Frequently Asked Questions
Our goal is to provide you with relief from credit collection harassment and abuse, and other financial difficulties. Read more about our FAQs or call us with your questions.
What happens if a credit collection company sues me?
You should immediately contact a lawyer if you have been served with court papers. You have a limited time to respond to lawsuits, and if you do not answer the complaint, the credit collection company may be able to get a judgment against you. With a judgment, a credit collection agency could garnish your wages or bank accounts. If you’re in West Virginia or Pennsylvania, contact Hinkle Law, and we can help you.
Can credit collection companies call my family members?
Generally, credit collection agencies may only call a family member who doesn’t live with you one time to ask for location information only. They are absolutely not allowed to discuss the debt with your family member or any third party. However, if a credit collection agency leaves a message on the voicemail or answering machine of a third party you should document it right away. This could be a violation of state and federal credit collection laws.
Can credit collection companies call me at work?
A credit collection company cannot call you at work if you have told them you cannot take calls at work. If you are receiving credit collection calls at work, you should write down as much information as possible about the phone call. Then you should tell the credit collection company that you are not allowed to take calls at work. If they call again, document it and save any messages. Any calls received after you’ve told them not to call may be a violation of state and federal credit collection laws.
Will my bankruptcy filing be published in the local paper?
While we are not aware of any newspapers that publish consumer bankruptcy info, all bankruptcy information is public record and could be published. Again, we’ve never seen this happen to non-businesses. Also, if someone wanted to get information about your bankruptcy, they would have to go out of their way to find the information. However, all creditors have to be notified about bankruptcy.
Can bankruptcy stop a foreclosure?
Like all other collection actions, foreclosures are stopped when a bankruptcy is filed. How long the foreclosure will be stopped is another story, and it depends on the type of bankruptcy you file. Many of our clients who want to keep their homes opt to file a Chapter 13 bankruptcy which allows them to stop the foreclosure and repay their past due payments. Other folks who need to file bankruptcy for other reasons may file a Chapter 7 bankruptcy in order to delay a foreclosure. This can allow them time to move or make other arrangements with their home lender.

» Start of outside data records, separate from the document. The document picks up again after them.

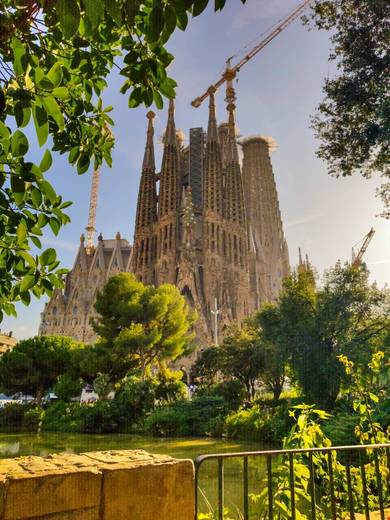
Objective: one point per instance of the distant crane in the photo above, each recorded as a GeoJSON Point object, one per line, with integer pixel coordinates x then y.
{"type": "Point", "coordinates": [231, 72]}
{"type": "Point", "coordinates": [357, 258]}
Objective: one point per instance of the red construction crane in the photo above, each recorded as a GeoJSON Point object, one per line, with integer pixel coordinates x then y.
{"type": "Point", "coordinates": [231, 72]}
{"type": "Point", "coordinates": [356, 259]}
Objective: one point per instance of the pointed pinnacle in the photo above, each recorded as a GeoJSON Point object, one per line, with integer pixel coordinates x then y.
{"type": "Point", "coordinates": [148, 162]}
{"type": "Point", "coordinates": [212, 132]}
{"type": "Point", "coordinates": [170, 132]}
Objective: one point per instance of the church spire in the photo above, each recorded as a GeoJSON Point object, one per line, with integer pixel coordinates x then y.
{"type": "Point", "coordinates": [92, 211]}
{"type": "Point", "coordinates": [147, 197]}
{"type": "Point", "coordinates": [213, 179]}
{"type": "Point", "coordinates": [232, 152]}
{"type": "Point", "coordinates": [212, 132]}
{"type": "Point", "coordinates": [148, 163]}
{"type": "Point", "coordinates": [169, 197]}
{"type": "Point", "coordinates": [170, 132]}
{"type": "Point", "coordinates": [234, 194]}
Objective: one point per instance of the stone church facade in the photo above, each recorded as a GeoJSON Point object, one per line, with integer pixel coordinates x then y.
{"type": "Point", "coordinates": [207, 222]}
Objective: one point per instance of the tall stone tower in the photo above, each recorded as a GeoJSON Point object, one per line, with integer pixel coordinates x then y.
{"type": "Point", "coordinates": [268, 252]}
{"type": "Point", "coordinates": [205, 223]}
{"type": "Point", "coordinates": [145, 240]}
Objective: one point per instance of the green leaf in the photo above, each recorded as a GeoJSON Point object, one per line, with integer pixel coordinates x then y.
{"type": "Point", "coordinates": [374, 397]}
{"type": "Point", "coordinates": [25, 298]}
{"type": "Point", "coordinates": [55, 226]}
{"type": "Point", "coordinates": [36, 196]}
{"type": "Point", "coordinates": [170, 19]}
{"type": "Point", "coordinates": [18, 187]}
{"type": "Point", "coordinates": [4, 132]}
{"type": "Point", "coordinates": [55, 74]}
{"type": "Point", "coordinates": [156, 22]}
{"type": "Point", "coordinates": [54, 111]}
{"type": "Point", "coordinates": [158, 101]}
{"type": "Point", "coordinates": [46, 162]}
{"type": "Point", "coordinates": [68, 13]}
{"type": "Point", "coordinates": [73, 154]}
{"type": "Point", "coordinates": [168, 88]}
{"type": "Point", "coordinates": [114, 10]}
{"type": "Point", "coordinates": [83, 163]}
{"type": "Point", "coordinates": [131, 8]}
{"type": "Point", "coordinates": [182, 20]}
{"type": "Point", "coordinates": [199, 6]}
{"type": "Point", "coordinates": [22, 111]}
{"type": "Point", "coordinates": [19, 144]}
{"type": "Point", "coordinates": [20, 58]}
{"type": "Point", "coordinates": [36, 242]}
{"type": "Point", "coordinates": [21, 232]}
{"type": "Point", "coordinates": [47, 257]}
{"type": "Point", "coordinates": [41, 123]}
{"type": "Point", "coordinates": [46, 84]}
{"type": "Point", "coordinates": [27, 282]}
{"type": "Point", "coordinates": [28, 258]}
{"type": "Point", "coordinates": [94, 10]}
{"type": "Point", "coordinates": [61, 93]}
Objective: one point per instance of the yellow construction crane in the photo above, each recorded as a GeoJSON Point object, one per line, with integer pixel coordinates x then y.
{"type": "Point", "coordinates": [230, 72]}
{"type": "Point", "coordinates": [357, 258]}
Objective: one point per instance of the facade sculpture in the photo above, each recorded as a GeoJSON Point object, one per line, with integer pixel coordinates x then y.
{"type": "Point", "coordinates": [208, 223]}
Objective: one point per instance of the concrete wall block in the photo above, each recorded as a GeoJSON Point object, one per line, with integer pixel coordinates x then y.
{"type": "Point", "coordinates": [36, 495]}
{"type": "Point", "coordinates": [149, 492]}
{"type": "Point", "coordinates": [110, 485]}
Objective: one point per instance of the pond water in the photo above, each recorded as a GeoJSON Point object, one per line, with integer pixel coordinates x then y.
{"type": "Point", "coordinates": [14, 445]}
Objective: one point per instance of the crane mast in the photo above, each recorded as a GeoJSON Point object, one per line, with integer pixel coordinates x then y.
{"type": "Point", "coordinates": [231, 72]}
{"type": "Point", "coordinates": [356, 259]}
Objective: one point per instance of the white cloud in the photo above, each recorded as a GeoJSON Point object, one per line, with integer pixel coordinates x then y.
{"type": "Point", "coordinates": [378, 262]}
{"type": "Point", "coordinates": [62, 244]}
{"type": "Point", "coordinates": [256, 10]}
{"type": "Point", "coordinates": [304, 219]}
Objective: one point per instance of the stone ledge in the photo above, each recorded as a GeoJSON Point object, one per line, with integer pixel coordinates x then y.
{"type": "Point", "coordinates": [128, 484]}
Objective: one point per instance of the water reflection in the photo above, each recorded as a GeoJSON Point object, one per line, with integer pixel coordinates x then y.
{"type": "Point", "coordinates": [13, 445]}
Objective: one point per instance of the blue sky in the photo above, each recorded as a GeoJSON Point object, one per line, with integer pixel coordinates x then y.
{"type": "Point", "coordinates": [277, 92]}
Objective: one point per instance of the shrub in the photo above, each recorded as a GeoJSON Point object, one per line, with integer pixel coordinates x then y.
{"type": "Point", "coordinates": [186, 417]}
{"type": "Point", "coordinates": [99, 417]}
{"type": "Point", "coordinates": [67, 387]}
{"type": "Point", "coordinates": [259, 423]}
{"type": "Point", "coordinates": [32, 419]}
{"type": "Point", "coordinates": [11, 416]}
{"type": "Point", "coordinates": [63, 417]}
{"type": "Point", "coordinates": [232, 392]}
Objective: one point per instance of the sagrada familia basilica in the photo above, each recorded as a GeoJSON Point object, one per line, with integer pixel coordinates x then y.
{"type": "Point", "coordinates": [208, 222]}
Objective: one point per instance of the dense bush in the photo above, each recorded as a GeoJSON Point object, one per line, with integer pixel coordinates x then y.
{"type": "Point", "coordinates": [196, 417]}
{"type": "Point", "coordinates": [17, 416]}
{"type": "Point", "coordinates": [232, 392]}
{"type": "Point", "coordinates": [68, 387]}
{"type": "Point", "coordinates": [259, 423]}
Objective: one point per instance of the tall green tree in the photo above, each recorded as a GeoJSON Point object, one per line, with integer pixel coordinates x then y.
{"type": "Point", "coordinates": [242, 357]}
{"type": "Point", "coordinates": [142, 325]}
{"type": "Point", "coordinates": [55, 57]}
{"type": "Point", "coordinates": [347, 316]}
{"type": "Point", "coordinates": [34, 364]}
{"type": "Point", "coordinates": [353, 120]}
{"type": "Point", "coordinates": [267, 323]}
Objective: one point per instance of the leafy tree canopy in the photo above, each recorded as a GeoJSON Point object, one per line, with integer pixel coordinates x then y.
{"type": "Point", "coordinates": [353, 120]}
{"type": "Point", "coordinates": [347, 316]}
{"type": "Point", "coordinates": [34, 364]}
{"type": "Point", "coordinates": [142, 325]}
{"type": "Point", "coordinates": [55, 56]}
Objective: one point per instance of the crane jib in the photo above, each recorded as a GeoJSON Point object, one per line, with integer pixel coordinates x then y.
{"type": "Point", "coordinates": [230, 72]}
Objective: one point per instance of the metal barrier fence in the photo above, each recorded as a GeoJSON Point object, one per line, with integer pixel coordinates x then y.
{"type": "Point", "coordinates": [357, 459]}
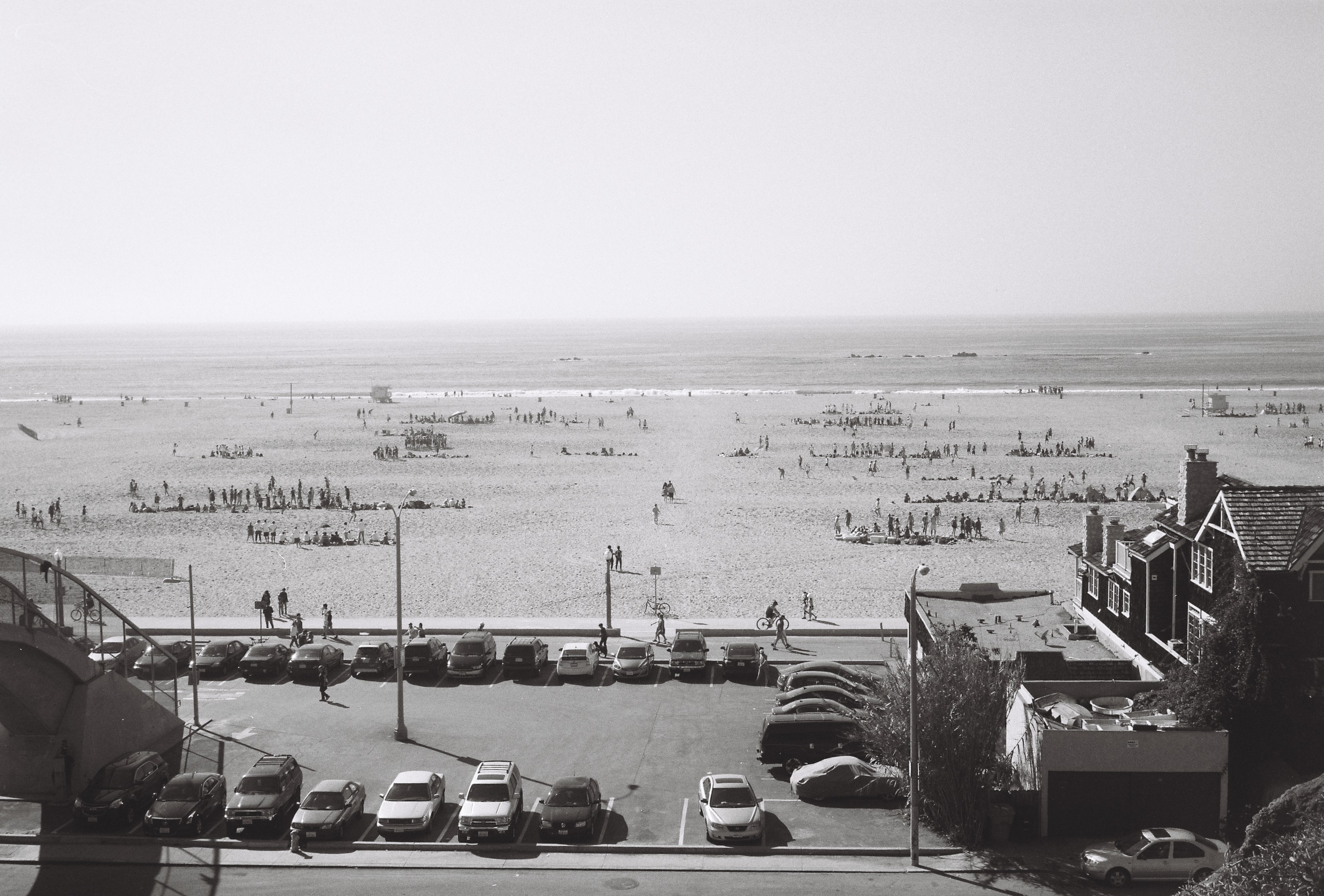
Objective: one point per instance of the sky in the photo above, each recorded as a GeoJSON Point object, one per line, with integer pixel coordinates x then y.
{"type": "Point", "coordinates": [226, 160]}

Can bankruptcy stop a wage garnishment?
Yes. Many consumers mistakenly believe that they have no rights once their wages are garnished. Even if a garnishment has already started, you can stop it with bankruptcy, and in some cases, you may be able to recover a portion of the wages already garnished. In addition, under most state laws, there are limitations on how much your wages can be garnished. In West Virginia, if your wages are below a certain level, you may be able to stop a garnishment by filing an Affidavit of Exemption with the Court.
Can I keep my car if I file for bankruptcy?

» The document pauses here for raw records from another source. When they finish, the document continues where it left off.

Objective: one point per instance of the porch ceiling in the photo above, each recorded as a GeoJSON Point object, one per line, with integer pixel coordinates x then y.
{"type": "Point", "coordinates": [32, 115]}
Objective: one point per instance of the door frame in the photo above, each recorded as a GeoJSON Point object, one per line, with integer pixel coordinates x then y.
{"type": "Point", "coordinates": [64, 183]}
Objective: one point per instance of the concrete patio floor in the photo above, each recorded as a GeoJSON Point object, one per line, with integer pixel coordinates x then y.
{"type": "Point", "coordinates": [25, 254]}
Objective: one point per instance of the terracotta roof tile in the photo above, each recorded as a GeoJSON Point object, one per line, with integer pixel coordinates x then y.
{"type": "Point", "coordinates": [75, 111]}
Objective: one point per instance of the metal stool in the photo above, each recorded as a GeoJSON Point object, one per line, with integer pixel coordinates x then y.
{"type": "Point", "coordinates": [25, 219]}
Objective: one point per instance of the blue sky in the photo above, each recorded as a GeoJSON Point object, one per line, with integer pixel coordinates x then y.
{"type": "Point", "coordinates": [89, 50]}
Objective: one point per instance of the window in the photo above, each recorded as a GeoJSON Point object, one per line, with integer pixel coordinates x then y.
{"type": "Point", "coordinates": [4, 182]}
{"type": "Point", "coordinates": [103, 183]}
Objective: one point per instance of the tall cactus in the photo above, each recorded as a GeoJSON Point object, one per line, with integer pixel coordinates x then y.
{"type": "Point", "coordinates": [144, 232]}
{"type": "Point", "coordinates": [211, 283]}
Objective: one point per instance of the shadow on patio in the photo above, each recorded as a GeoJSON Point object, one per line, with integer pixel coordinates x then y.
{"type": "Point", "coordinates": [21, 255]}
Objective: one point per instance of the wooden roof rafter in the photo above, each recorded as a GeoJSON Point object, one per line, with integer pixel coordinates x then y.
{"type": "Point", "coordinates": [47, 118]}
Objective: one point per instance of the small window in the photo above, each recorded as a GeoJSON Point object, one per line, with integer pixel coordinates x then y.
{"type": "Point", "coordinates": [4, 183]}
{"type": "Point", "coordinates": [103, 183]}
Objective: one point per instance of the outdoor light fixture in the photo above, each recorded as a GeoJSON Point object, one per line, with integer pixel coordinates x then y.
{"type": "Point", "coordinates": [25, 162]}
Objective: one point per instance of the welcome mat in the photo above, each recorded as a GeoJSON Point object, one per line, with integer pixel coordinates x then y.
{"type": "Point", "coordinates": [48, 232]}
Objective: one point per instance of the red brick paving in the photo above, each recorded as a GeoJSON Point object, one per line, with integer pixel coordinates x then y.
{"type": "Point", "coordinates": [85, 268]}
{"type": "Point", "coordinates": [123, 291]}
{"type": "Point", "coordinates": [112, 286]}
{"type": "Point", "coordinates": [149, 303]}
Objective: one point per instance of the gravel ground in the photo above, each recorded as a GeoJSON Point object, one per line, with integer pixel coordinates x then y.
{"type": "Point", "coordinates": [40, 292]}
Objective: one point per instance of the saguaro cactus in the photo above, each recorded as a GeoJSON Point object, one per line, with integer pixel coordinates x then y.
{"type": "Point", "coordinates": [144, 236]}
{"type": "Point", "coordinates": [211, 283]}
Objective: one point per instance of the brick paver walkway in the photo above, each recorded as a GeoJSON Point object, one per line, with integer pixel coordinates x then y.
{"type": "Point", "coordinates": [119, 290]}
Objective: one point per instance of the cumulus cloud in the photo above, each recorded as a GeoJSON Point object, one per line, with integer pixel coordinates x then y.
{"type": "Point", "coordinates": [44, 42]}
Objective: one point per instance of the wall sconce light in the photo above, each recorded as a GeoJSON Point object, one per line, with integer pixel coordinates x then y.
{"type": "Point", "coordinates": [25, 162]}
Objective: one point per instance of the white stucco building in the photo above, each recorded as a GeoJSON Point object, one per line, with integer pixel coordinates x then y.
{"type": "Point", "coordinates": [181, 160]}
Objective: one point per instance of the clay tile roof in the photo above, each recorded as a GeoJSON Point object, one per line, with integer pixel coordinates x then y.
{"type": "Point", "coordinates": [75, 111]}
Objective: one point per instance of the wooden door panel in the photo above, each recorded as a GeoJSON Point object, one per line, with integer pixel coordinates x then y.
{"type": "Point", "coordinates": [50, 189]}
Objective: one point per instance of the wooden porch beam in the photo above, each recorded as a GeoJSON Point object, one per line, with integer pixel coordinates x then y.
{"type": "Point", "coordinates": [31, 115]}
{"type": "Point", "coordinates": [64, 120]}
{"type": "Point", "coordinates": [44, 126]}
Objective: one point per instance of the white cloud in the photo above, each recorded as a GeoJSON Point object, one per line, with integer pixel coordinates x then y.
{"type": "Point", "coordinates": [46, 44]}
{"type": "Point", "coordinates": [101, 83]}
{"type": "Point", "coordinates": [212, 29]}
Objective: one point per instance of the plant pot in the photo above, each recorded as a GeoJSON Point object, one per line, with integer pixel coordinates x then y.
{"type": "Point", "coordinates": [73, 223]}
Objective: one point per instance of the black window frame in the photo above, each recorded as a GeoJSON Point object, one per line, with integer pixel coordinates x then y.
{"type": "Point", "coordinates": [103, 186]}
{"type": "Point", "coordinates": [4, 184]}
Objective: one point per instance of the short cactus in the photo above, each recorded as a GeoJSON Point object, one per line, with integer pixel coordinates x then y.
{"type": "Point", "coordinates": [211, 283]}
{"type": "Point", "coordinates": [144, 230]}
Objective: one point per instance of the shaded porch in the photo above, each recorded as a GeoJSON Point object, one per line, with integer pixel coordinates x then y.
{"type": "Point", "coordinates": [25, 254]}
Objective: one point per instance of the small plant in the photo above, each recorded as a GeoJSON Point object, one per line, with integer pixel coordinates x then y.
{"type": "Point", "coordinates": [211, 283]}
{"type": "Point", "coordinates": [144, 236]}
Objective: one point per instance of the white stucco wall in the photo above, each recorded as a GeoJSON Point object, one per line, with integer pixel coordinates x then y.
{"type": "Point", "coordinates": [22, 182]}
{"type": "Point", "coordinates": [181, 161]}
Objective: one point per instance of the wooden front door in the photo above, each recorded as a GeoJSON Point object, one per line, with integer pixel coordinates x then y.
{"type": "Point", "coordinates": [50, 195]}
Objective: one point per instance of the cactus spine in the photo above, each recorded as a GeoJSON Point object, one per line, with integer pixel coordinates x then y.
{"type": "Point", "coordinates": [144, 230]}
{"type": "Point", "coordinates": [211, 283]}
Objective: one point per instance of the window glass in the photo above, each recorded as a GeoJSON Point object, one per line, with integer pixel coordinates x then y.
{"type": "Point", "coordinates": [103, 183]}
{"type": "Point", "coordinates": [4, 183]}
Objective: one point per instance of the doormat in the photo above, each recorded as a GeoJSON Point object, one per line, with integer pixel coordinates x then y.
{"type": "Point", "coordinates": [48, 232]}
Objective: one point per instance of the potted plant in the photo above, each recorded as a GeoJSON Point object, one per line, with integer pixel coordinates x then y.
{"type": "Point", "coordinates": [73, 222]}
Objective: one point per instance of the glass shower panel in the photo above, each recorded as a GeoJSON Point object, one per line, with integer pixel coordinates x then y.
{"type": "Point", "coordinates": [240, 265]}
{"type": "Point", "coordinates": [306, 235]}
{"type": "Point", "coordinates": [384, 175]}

Whether you can keep your car in bankruptcy depends on several factors. In almost all cases, your vehicle is protected when you file bankruptcy. There could be some exceptions to that rule, so it’s important to talk to a lawyer. Most people have heard a common bankruptcy myth that you can only keep one car if you file bankruptcy. Like most myths, it’s not true. You can keep as many cars as you want depending on their value and where or not you are making the payments.
Can bankruptcy get rid of all types of debt?
While bankruptcy can get rid of most debt, there are a few types of debts that bankruptcy cannot discharge. The common non-dischargeable debts include student loans, most taxes, and alimony or child support. There are others, but these three are the most common. Most consumers use bankruptcy to get rid of credit cards, medical or hospital bills, and other debts that have been turned over to credit collection companies.
Can bankruptcy stop credit collection harassment?
Yes. Bankruptcy can stop all collection actions, including credit collection harassment. In fact, many of our clients come to us seeking relief from the relentless phone calls they receive from credit collection companies. However, you don’t need to file for bankruptcy to get relief from credit collection. There are several state and federal laws that govern credit collection, and you have rights under those laws as well.
What are the different chapters of bankruptcy?
There are actually several types or chapters of bankruptcy, with Chapters 7, 13, and 11 being the most common. At Hinkle Law, we focus our practice on consumer or non-business bankruptcies. For consumers, Chapters 7 and 13 are the most common types of bankruptcy.